Sending user authentication credentials in the clear is not advisable for the
security conscious.


> I just
> asked the ISP's direct support to confirm that I'm using the correct
> credentials. And one last try at "mutt -d 4". Here's a snippet...
>
> ========================================================================
> [2024-01-20 23:08:56] mwoh: buf[Subject: Test message 1] is short enough
> [2024-01-20 23:08:56] Looking up smtp.ebox.ca...
> [2024-01-20 23:08:56] Connecting to smtp.ebox.ca...
> [2024-01-20 23:08:56] Connected to smtp.ebox.ca:587 on fd=4
> [2024-01-20 23:08:56] 4< 220 smtp.ebox.ca ESMTP Postfix (Debian/GNU)
> [2024-01-20 23:08:56] 4> EHLO waltdnes.org
> [2024-01-20 23:08:56] 4< 250-smtp.ebox.ca
> [2024-01-20 23:08:56] 4< 250-PIPELINING
> [2024-01-20 23:08:56] 4< 250-SIZE 20000000
> [2024-01-20 23:08:56] 4< 250-VRFY
> [2024-01-20 23:08:56] 4< 250-ETRN
> [2024-01-20 23:08:56] 4< 250-STARTTLS
> [2024-01-20 23:08:56] 4< 250-ENHANCEDSTATUSCODES
> [2024-01-20 23:08:56] 4< 250-8BITMIME
> [2024-01-20 23:08:56] 4< 250 DSN
> [2024-01-20 23:08:56] 4> STARTTLS
> [2024-01-20 23:08:56] 4< 220 2.0.0 Ready to start TLS
> [2024-01-20 23:08:56] gnutls_handshake: A packet with illegal or unsupported
> version was received. [2024-01-20 23:08:58] Could not negotiate TLS
> connection
> ========================================================================
>
> "illegal or unsupported version" ominous again.

TLS 1.0 was deprecated in 2021 and there have been up to date Root
certificates issued by this CA using SHA256[2]. Perhaps the server sysadmins
have not yet updated their smtp server's Root CA?

Anyway, to take you forward you can:

1. Keyword the latest gnutls package in case the gnutls verification criteria
have been loosened.

2. Copy the Root CA into the users ~/ and point muttrc to it:

set certificate_file = "~/.mutt/certificates"

3. If everything else fails, having verified yourself the server's Root CA and
child certificates are all legit you can set:

unset ssl_verify_host

Obviously this would not be satisfactory from a security perspective.

[1] https://datatracker.ietf.org/doc/html/rfc8996
[2] https://certs.godaddy.com/repository

On Sun, Jan 21, 2024 at 12:05:45PM +0000, Michael wrote
>
> Anyway, to take you forward you can:
>
> 1. Keyword the latest gnutls package in case the gnutls verification criteria
> have been loosened.
>
> 2. Copy the Root CA into the users ~/ and point muttrc to it:
>
> set certificate_file = "~/.mutt/certificates"
>
> 3. If everything else fails, having verified yourself the server's
> Root CA and child certificates are all legit you can set:
>
> unset ssl_verify_host
>
> Obviously this would not be satisfactory from a security perspective.

Nothing above works, and I wonder if it's something at my end.

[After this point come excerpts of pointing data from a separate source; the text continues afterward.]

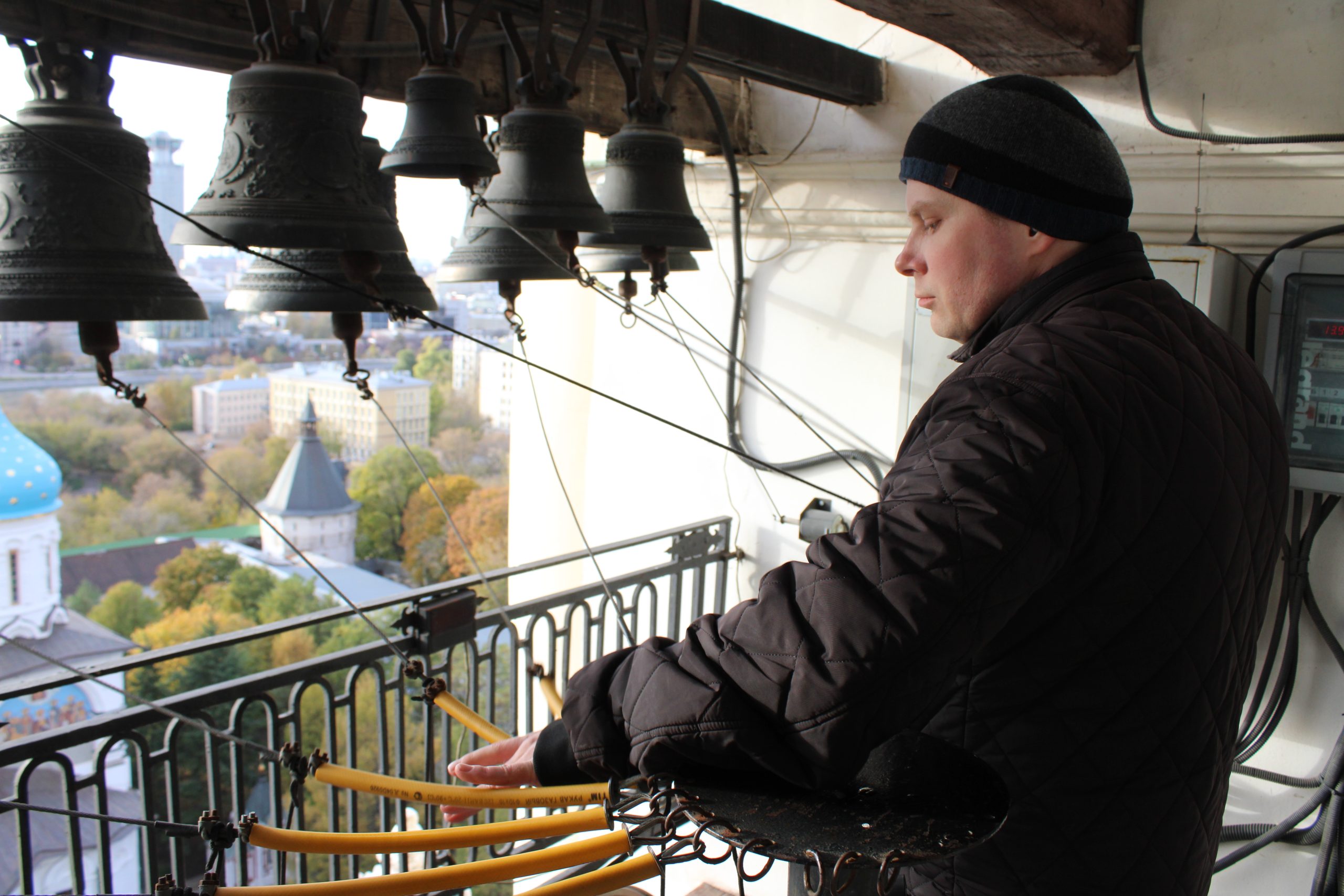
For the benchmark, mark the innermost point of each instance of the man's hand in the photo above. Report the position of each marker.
(507, 763)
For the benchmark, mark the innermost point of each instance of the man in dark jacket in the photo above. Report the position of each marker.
(1065, 573)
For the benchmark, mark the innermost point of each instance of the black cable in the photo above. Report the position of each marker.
(171, 828)
(740, 297)
(1253, 296)
(1203, 135)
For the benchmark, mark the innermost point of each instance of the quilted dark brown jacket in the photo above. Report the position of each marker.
(1065, 575)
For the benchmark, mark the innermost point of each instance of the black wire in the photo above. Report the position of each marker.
(736, 441)
(1252, 293)
(1203, 135)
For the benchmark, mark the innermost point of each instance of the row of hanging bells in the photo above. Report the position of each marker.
(298, 176)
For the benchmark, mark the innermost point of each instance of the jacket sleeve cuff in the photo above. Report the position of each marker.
(553, 758)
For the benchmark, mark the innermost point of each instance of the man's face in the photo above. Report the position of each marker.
(965, 261)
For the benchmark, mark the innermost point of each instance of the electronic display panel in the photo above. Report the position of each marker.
(1312, 366)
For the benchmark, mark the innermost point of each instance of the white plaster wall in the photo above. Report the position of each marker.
(332, 536)
(826, 315)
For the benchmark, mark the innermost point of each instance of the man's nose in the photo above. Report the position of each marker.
(906, 260)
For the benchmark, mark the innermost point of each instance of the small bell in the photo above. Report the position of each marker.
(486, 254)
(644, 191)
(542, 183)
(651, 260)
(440, 138)
(291, 174)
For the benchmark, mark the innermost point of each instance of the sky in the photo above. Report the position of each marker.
(190, 105)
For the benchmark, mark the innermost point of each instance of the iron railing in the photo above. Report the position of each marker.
(351, 703)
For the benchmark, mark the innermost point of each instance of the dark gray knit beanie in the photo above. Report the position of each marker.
(1023, 148)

I keep
getting the same message...

> gnutls_handshake: A packet with illegal or unsupported version was received.

The current net-libs/gnutls-3.8.0 ebuild (and 3.8.1 and 3.8.2) has
sslv2 and sslv3 enabled in IUSE ...but... "emerge -pv gnutls" shows
them hard-masked. Is my system forcing sslv1 and the server rejecting me???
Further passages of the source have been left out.